Ksham Innovation is solving for the 90% of India’s 63 million hearing-impaired people who do not use hearing aids. Its Able Glasses use a patented bone conduction transducer to enable communication, paired with an app for finding audiologists and hearing tests. The startup has partnered with 20+ audiologists and tested with 50+ users.
Manastik is a full-spectrum neurological recovery platform covering screening, personalised rehab plans, home-based daily therapy, and teleconsultation with neurologists and therapists. It brings together AI-generated rehab routines, cognitive exercises, progress tracking, and care coordination in one place.
Mimansa Play makes speech therapy accessible for young children, particularly those with autism spectrum disorder, through voice-activated games for ages 2-5. Its PIKO AI model, trained on children’s speech, adapts to each child’s ability. The child speaks, the AI listens, and the game responds, with guided reinforcement built in for parents.

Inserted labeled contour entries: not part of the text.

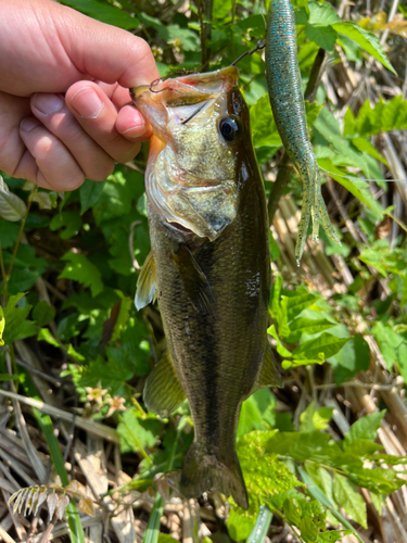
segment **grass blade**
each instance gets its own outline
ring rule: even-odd
[[[38,409],[35,408],[34,408],[34,414],[47,440],[47,444],[50,449],[50,454],[53,465],[55,467],[55,471],[61,477],[62,484],[66,487],[66,484],[69,483],[69,478],[65,469],[64,458],[61,453],[60,444],[53,433],[51,417],[49,417],[49,415],[40,413]],[[73,501],[71,501],[71,503],[66,507],[66,517],[69,526],[69,532],[71,532],[69,535],[72,543],[85,543],[84,528],[80,522],[80,517],[78,509],[76,507],[76,503]]]
[[[318,502],[320,502],[322,505],[328,507],[328,509],[332,513],[335,519],[339,520],[341,525],[345,526],[348,530],[351,530],[352,533],[355,535],[355,538],[357,538],[358,541],[360,541],[360,543],[364,543],[364,541],[360,539],[355,528],[340,514],[338,509],[335,509],[333,503],[325,495],[321,489],[315,484],[313,479],[304,471],[304,469],[300,467],[297,469],[300,471],[303,481],[307,485],[309,494],[313,497],[315,497],[315,500],[318,500]]]
[[[160,535],[160,520],[164,513],[164,497],[157,492],[155,494],[154,507],[150,514],[143,535],[143,543],[157,543]]]
[[[268,529],[270,528],[272,513],[267,505],[262,505],[260,510],[256,518],[256,523],[250,532],[246,543],[263,543]]]

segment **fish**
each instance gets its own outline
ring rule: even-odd
[[[143,400],[166,416],[187,397],[194,439],[187,498],[216,490],[249,507],[237,428],[242,402],[281,376],[267,340],[269,228],[249,109],[229,66],[131,89],[153,136],[145,171],[151,253],[136,306],[157,300],[166,351]]]
[[[290,0],[271,0],[267,15],[266,79],[282,143],[303,181],[303,204],[295,260],[300,266],[309,222],[318,241],[319,218],[327,235],[341,244],[321,194],[317,159],[309,140],[296,50],[295,15]]]

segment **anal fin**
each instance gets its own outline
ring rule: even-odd
[[[137,310],[141,310],[149,305],[154,299],[156,290],[156,273],[155,261],[152,251],[150,251],[144,264],[141,268],[137,280],[137,289],[135,296],[135,305]]]
[[[179,251],[173,254],[173,260],[194,308],[206,315],[214,313],[216,304],[214,291],[191,251],[181,245]]]
[[[168,353],[165,353],[147,378],[143,400],[151,413],[166,417],[186,399]]]

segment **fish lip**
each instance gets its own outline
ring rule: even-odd
[[[188,74],[165,80],[155,79],[150,85],[141,85],[130,89],[131,100],[137,103],[144,92],[152,98],[163,91],[175,91],[188,94],[189,89],[194,96],[202,94],[203,100],[227,92],[234,87],[239,79],[239,70],[236,66],[227,66],[214,72],[203,74]]]

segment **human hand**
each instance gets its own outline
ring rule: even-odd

NeuraEase is a hardware-enabled SaaS platform for individuals with autism, ADHD, PTSD, and anxiety. Custom sensors feed machine learning models that detect physiological distress before it escalates, predicting potential meltdowns with 84% accuracy and giving users a 15-minute window to act. The platform treats autonomic distress as a biological event, not a behavioural choice.
Nirvesh Enterprises (Synapsil) is developing a wearable brain health headband that combines neurofeedback-based neurostimulation with monitoring through EEG, HRV, and fNIRS, making clinical-grade neurological tracking affordable and accessible outside hospital settings.

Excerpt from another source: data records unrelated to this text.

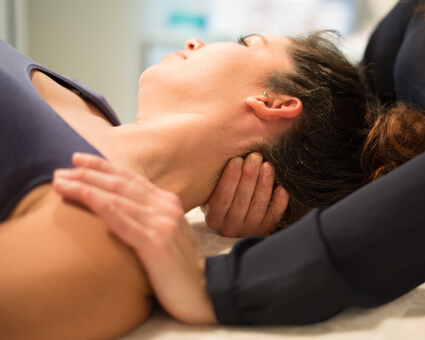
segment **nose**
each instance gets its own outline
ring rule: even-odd
[[[186,41],[185,49],[189,51],[199,50],[201,47],[204,47],[206,44],[201,40],[190,38]]]

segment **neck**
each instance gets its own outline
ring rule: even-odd
[[[207,201],[229,159],[211,147],[213,138],[205,138],[202,125],[190,114],[138,121],[114,128],[114,142],[128,167],[176,193],[189,211]]]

Sensio is an original design manufacturer of health wearables across smart rings, chest patches, and smart bands, delivering vitals monitoring and health insights through edge AI. Its flagship Orbyt is India’s first ECG-enabled smart ring. Sensio also offers a ward ICU dashboard for nurses and patient health dashboards for doctors and families.
Ultramotiv is building MAURIS (Modular Adaptive Unified Rehabilitation Intelligent System), a modular robotic therapy platform that delivers high-intensity, standardised rehabilitation through a 6-degree-of-freedom robotic arm and an AI outcome engine. The startup has secured Rs 76 lakh in initial capital, multiple grants, and support from the NVIDIA Inception Program.
ZenovoCare Technologies is developing iThera, a wireless smart electrotherapy device for stroke rehabilitation, chronic pain, and muscle recovery. Using Pulse+ technology across TENS, NMES, and FES modes, integrated EMG sensors, and electrode pads that cut placement time by four times, the device is built for real-world clinical use. ZenovoCare has received support from IIT Roorkee, BSC BioNEST, Startup India, and Startup Haryana.
Where healthcare innovation is shifting next
What the fourth cohort makes clear is that the opportunity in Indian healthcare isn’t concentrated in one place. From brain health in schoolchildren to robotic rehabilitation to at-home geriatric care, the problems being worked on are varied, and so are the approaches.
What ties them together is a shared understanding that the current system has gaps, and that those gaps are large enough to build serious businesses in. Whether this cohort can prove that out is what comes next.